Profiling Workloads¤

Calibrax provides a suite of profiling tools that can be used independently or composed into a full benchmark result: wall-clock timing (with warmup exclusion and compilation measurement), resource monitoring (CPU, memory, GPU clock/power), GPU memory analysis, energy measurement, FLOP counting, hardware detection, roofline analysis, compilation profiling, complexity analysis, XLA trace linking, and carbon emissions tracking.

Timing¤

TimingCollector measures wall-clock time for an iterator-based workload. Pass a sync_fn to ensure GPU operations complete before each timestamp.

import jax
import jax.numpy as jnp
from calibrax.profiling.timing import TimingCollector

collector = TimingCollector(
    sync_fn=lambda batch: jax.block_until_ready(batch),
    warmup_iterations=2,  # exclude first 2 batches from per_batch_times
)
sample = collector.measure_iteration(
    iterator=iter(data_loader),
    num_batches=100,
    count_fn=lambda batch: batch["image"].shape[0],
)

print(f"Wall clock: {sample.wall_clock_sec:.3f}s")
print(f"Elements processed: {sample.num_elements}")
print(f"First batch: {sample.first_batch_time:.4f}s (includes JIT compilation)")
print(f"Warmup excluded: {sample.warmup_batches_excluded} batches")
print(f"Median batch: {sorted(sample.per_batch_times)[len(sample.per_batch_times)//2]:.4f}s")

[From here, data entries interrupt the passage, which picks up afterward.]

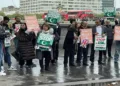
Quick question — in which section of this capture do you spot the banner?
[25,16,40,32]
[47,11,61,24]
[114,26,120,41]
[94,36,107,50]
[81,29,93,44]
[37,33,54,51]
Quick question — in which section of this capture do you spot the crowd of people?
[0,16,120,75]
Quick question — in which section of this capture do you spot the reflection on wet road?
[0,57,120,86]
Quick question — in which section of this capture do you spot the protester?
[13,16,22,49]
[114,25,120,63]
[100,18,105,25]
[90,20,106,65]
[50,23,61,65]
[36,23,52,72]
[17,23,35,68]
[105,21,114,59]
[115,18,119,25]
[55,23,61,62]
[63,20,77,67]
[0,17,10,76]
[76,22,88,66]
[2,17,16,70]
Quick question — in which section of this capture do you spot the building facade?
[102,0,115,11]
[20,0,102,14]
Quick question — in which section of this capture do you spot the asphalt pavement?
[0,28,120,86]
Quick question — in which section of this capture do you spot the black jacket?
[63,26,75,50]
[17,29,36,60]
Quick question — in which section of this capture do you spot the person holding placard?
[16,23,36,68]
[2,16,16,70]
[36,23,54,72]
[105,21,114,59]
[90,20,107,65]
[114,25,120,63]
[0,16,13,76]
[76,22,89,66]
[63,20,78,67]
[12,16,22,49]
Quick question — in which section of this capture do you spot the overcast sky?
[0,0,120,9]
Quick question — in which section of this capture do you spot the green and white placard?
[94,36,107,50]
[37,33,54,50]
[4,37,11,47]
[47,11,61,24]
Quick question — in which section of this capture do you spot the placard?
[4,37,11,47]
[47,11,61,24]
[94,36,107,50]
[37,33,54,51]
[15,24,21,32]
[80,29,93,44]
[114,26,120,41]
[25,16,40,32]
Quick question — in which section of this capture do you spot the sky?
[0,0,120,9]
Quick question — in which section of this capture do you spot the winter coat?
[63,24,75,50]
[17,29,36,60]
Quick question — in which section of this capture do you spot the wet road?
[0,29,120,86]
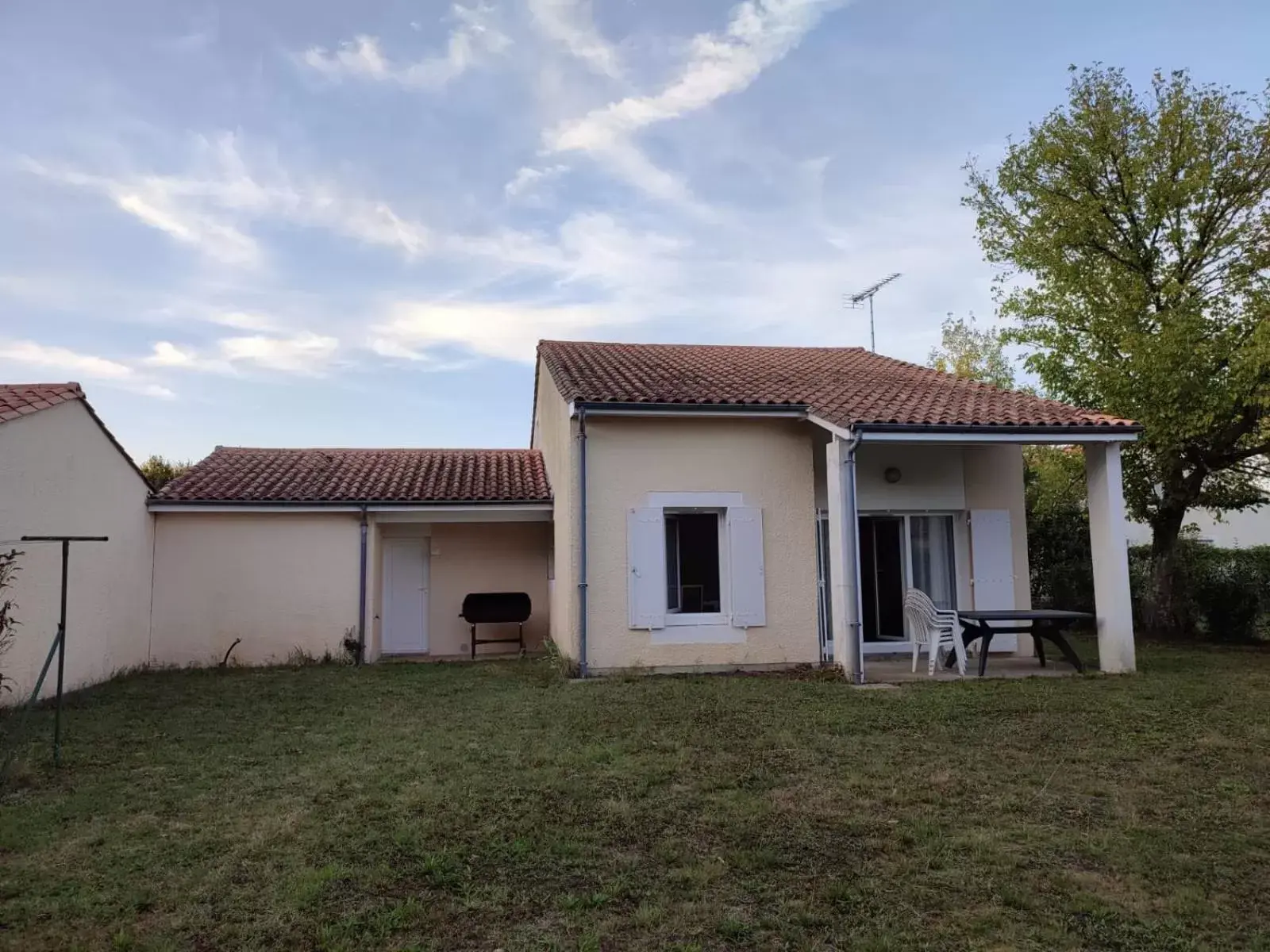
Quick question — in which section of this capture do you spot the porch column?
[824,436,862,681]
[1084,443,1137,673]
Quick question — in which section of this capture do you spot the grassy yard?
[0,649,1270,952]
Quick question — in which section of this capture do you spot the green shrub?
[1129,548,1270,643]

The returned TimingSample contains:

wall_clock_sec — total elapsed time (including warmup)
per_batch_times — per-iteration timings with warmup batches excluded
first_batch_time — first iteration time, typically higher due to JIT
num_batches — total iterations consumed (including warmup)
num_elements — total element count (via count_fn)
warmup_batches_excluded — number of leading batches excluded from timing
compilation_time_sec — JIT compilation time, if measured separately

Measuring Compilation Time¤

Measure XLA compilation overhead separately from execution:

import jax.numpy as jnp

collector = TimingCollector()
comp_time = collector.measure_compilation_time(
    lambda x: jnp.dot(x, x.T),
    jnp.ones((64, 64)),
)
print(f"Compilation: {comp_time:.3f}s")

Serialization¤

TimingSample supports to_dict() and from_dict() for JSON-compatible round-trip serialization:

from calibrax.profiling.timing import TimingSample

d = sample.to_dict()
restored = TimingSample.from_dict(d)

GPU Synchronization

Without sync_fn, GPU timing measures only dispatch time, not actual computation. Always pass sync_fn=lambda batch: jax.block_until_ready(batch) for accurate GPU benchmarks.

Resource Monitoring¤

ResourceMonitor runs a background thread that samples CPU and memory usage at a configurable interval. Use it as a context manager:

from calibrax.profiling.resources import ResourceMonitor

with ResourceMonitor(sample_interval_sec=0.1) as monitor:
    # Run your workload here
    train(model, data)

summary = monitor.summary
print(f"Peak RSS: {summary.peak_rss_mb:.1f} MB")
print(f"Mean RSS: {summary.mean_rss_mb:.1f} MB")
print(f"Memory growth: {summary.memory_growth_mb:.1f} MB")
print(f"Duration: {summary.duration_sec:.2f}s")
print(f"Samples collected: {summary.num_samples}")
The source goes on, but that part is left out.